The EU Innovation Hub for Internal Security has examined the impact of cryptocurrency mixers and privacy coins on regulatory efforts. This inaugural study on encryption highlighted the challenges posed by these technologies in ensuring regulatory compliance.
The report underscores cryptographic technologies’ “dual-use” nature, which can balance personal privacy against collective security. Despite the potential benefits, adopting bitcoin mixing methods poses significant regulatory hurdles in Europe.
The EU Innovation Hub highlighted specific risks associated with certain cryptocurrencies and technologies. Monero, Zcash, Grin (GRIN), Dash, layer-2 solutions, and zero-knowledge proofs were identified for their roles in obscuring blockchain visibility. These methods complicate law enforcement’s tracing efforts, mainly when used with noncompliant exchanges and crypto-mixing services.

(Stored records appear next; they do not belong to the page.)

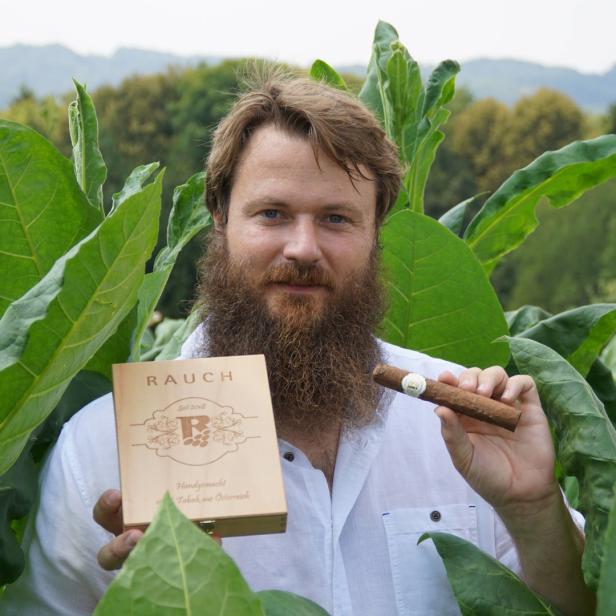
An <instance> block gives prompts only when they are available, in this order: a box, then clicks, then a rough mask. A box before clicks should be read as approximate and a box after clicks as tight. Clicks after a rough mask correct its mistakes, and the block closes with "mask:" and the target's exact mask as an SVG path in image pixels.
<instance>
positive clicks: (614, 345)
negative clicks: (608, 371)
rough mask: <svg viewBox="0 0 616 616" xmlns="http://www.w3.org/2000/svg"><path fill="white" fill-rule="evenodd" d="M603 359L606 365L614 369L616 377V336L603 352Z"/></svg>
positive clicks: (609, 367)
mask: <svg viewBox="0 0 616 616" xmlns="http://www.w3.org/2000/svg"><path fill="white" fill-rule="evenodd" d="M601 359H602V360H603V362H604V363H605V365H606V366H607V367H608V368H609V369H610V370H611V371H612V374H613V375H614V379H616V336H614V337H613V338H612V340H611V341H610V342H608V344H607V346H606V347H605V349H604V350H603V353H602V354H601Z"/></svg>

📢 Just published: new report on the use of encrypted communications in criminal investigations.
— Eurojust (@Eurojust) June 10, 2024
The report, from the EU Innovation Hub, stresses balance between security & privacy.
Download here 👇https://t.co/wJUocAi32y pic.twitter.com/dA9dbfVSwx
The study highlights mixers and privacy coins like Tornado Cash, which have been instrumental in obscuring transaction details for years. Despite these challenges, the report notes that law enforcement can still conduct investigations if they access a suspect’s private keys.
Collaboration and Contributions
The study was a collaborative effort involving various EU entities, including Europol, Eurojust, and the European Council’s Counter-Terrorism Coordinator. Their collective input provided a comprehensive view of encryption technologies’ challenges and potential regulatory strategies.
The recent conviction of Tornado Cash creator Alexey Pertsev for money laundering underscores the risks for developers involved in creating such technologies. The non-custodial nature of Tornado Cash, which does not retain control over transferred funds, did not prevent legal action from being taken against its creator.
More Criticism on Crypto
This is not the first time Europe has been showing some stance against crypto. Back in February, officials from the European Central Bank (ECB) have shown disapproval of Bitcoin following the endorsement of the first bitcoin spot ETFs by the US Securities and Exchanges Commission (SEC).
While Bitcoin supporters have praised the SEC’s decision as a validation of its legitimacy, a blog post authored by two ECB representatives describes it as a “misjudgement by the authorities” and likens it to the “emperor’s new clothes.”
The representatives also refer to the ensuing price spike after the SEC decision as a “dead cat bounce” rather than evidence of an “unstoppable success.”
The blog further critiques the EU’s Markets in Crypto Assets (MiCA) regulation for misleading “uninformed outsiders” into believing that with MiCA, Bitcoin would be regulated and secure.
Although the blog does not officially represent the ECB’s stance, the two authors hold senior positions within the bank. Ulrich Bindseil is the director-general of market infrastructure and payments, while Jürgen Schaaf is an advisor in the same division.
The two officials also cautioned about the dangers of Bitcoin in an earlier post in November 2022, highlighting its failure to become a global decentralized digital currency and a reliable financial asset, predicting its value would inevitably decline.